In 1981, along with his brothers Jaime and Mario, Hernandez created Love and Rockets, a landmark, award-winning comic book series informed by the L.A. hardcore punk rock scene. The long-running series' DIY ethic and compelling, multiracial female characters earned it a well-deserved spot in the pantheon of alternative comics. Love and Rockets also spawned the Palomar stories, Hernandez's magic realist magnum opus. Set in a fictional Central American border town, the vivid, diverse characters of "Heartbreak Soup" and "Human Diastrophism" prompted The New York Times to declare Hernandez "one of the great craftsmen of American comics."
Hernandez's current graphic novel, Marble Season, is a semi-autobiographical work set in a 1960s California suburb against the golden age of the American dream and the silver age of comics. It's a subtle, deft rumination on the redemptive and timeless power of storytelling and world-building in childhood.

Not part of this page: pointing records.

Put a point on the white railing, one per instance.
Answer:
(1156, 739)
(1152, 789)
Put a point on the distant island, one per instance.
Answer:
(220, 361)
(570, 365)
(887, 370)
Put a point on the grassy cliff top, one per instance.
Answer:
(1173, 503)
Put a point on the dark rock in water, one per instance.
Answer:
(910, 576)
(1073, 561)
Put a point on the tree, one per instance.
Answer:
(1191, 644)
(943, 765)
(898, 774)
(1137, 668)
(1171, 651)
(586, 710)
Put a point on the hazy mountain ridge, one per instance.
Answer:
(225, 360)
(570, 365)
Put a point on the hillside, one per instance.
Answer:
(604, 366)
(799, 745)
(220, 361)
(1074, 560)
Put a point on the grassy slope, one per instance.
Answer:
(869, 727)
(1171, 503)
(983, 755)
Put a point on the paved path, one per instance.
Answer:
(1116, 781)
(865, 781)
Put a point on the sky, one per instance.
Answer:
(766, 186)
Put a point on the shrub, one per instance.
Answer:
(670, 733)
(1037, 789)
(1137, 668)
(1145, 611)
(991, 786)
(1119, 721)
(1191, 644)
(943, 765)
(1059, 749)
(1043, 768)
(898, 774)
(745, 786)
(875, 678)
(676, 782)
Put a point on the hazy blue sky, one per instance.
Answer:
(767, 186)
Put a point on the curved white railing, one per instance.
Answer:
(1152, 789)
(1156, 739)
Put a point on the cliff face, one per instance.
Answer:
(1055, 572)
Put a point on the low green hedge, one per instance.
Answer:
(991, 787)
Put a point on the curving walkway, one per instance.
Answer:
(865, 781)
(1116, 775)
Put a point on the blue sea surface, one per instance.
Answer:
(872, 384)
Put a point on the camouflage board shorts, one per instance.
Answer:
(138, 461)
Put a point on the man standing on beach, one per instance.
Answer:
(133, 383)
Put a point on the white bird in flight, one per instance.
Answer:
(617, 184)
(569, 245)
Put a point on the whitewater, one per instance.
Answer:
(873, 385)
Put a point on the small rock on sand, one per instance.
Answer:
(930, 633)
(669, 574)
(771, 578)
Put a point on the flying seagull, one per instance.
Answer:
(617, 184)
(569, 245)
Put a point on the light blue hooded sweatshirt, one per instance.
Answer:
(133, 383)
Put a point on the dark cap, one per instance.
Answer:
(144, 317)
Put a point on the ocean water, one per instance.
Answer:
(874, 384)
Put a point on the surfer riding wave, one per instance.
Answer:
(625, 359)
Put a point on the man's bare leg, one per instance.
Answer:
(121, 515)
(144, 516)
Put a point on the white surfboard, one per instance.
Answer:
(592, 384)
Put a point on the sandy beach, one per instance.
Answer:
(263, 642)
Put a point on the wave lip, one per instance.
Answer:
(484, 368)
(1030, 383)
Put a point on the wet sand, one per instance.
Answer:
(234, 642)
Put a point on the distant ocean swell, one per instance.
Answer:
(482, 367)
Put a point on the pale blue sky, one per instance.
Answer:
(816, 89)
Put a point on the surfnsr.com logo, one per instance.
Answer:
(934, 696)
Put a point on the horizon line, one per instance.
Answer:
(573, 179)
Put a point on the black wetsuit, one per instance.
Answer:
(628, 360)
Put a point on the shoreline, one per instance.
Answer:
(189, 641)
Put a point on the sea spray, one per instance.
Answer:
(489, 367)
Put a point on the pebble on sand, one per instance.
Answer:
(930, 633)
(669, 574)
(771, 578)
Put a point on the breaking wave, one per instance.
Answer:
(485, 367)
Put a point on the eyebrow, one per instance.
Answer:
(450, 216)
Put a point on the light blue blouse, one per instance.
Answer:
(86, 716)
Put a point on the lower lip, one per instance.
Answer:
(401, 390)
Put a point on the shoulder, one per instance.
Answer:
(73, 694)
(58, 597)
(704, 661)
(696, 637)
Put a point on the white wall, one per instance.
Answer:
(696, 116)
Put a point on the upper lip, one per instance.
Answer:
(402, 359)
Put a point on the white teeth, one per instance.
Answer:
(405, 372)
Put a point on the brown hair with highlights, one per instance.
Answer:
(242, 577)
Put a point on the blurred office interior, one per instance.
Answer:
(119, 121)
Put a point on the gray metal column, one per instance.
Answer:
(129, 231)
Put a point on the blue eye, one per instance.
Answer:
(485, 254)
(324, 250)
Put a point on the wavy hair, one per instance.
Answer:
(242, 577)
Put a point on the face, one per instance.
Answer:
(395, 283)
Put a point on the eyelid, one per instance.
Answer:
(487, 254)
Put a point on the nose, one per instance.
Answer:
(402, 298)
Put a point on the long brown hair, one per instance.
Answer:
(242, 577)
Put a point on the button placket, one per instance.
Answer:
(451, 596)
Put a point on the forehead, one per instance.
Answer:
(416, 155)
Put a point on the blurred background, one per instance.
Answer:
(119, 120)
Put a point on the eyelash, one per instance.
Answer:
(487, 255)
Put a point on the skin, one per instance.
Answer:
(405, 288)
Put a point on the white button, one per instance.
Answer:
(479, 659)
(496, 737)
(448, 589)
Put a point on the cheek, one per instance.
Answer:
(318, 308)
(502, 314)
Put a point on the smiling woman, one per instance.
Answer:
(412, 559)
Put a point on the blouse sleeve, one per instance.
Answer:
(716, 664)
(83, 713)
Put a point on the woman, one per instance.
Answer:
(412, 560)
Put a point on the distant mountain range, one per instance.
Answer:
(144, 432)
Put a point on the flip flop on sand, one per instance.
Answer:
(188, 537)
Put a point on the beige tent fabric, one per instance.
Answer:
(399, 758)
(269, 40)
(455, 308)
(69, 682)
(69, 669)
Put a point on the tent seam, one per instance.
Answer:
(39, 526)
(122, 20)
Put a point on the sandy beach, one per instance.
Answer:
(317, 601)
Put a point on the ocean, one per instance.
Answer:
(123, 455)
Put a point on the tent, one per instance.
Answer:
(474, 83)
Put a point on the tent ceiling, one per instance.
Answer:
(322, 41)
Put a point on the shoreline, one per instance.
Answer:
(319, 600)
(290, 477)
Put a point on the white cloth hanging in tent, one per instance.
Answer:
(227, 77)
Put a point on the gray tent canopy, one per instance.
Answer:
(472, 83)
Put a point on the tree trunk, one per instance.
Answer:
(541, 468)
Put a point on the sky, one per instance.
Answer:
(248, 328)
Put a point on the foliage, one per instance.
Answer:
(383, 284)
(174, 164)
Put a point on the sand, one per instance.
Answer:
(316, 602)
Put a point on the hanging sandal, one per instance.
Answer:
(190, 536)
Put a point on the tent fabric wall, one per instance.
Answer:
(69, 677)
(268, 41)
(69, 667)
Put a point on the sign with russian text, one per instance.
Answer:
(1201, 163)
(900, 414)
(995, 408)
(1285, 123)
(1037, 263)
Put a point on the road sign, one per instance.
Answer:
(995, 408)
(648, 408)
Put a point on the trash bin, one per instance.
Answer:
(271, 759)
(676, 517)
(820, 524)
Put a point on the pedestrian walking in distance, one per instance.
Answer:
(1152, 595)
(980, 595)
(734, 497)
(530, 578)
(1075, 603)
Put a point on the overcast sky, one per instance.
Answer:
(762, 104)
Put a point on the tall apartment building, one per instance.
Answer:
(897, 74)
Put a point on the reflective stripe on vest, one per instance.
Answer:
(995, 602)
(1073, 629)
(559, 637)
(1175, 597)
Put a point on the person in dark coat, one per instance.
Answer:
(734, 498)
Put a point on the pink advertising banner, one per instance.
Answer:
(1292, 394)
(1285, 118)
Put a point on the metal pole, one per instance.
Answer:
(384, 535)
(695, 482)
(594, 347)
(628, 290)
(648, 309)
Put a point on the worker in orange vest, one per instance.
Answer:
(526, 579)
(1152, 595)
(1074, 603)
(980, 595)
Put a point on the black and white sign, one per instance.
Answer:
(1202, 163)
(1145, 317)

Hernandez, 56, lives in Las Vegas with his wife and daughter. To download images of his work, go to: http://www.jhu.edu/~artwork/
Hernandez's talk, "From Funnybooks to Graphic Novels," will begin at 5:30 p.m. in Room 101 of the F. Ross Jones Building, Mattin Center, on the Homewood campus. A book-signing will follow.
The event, which is free and open to the public, is co-sponsored by Homewood Art Workshops and Homewood Arts Programs.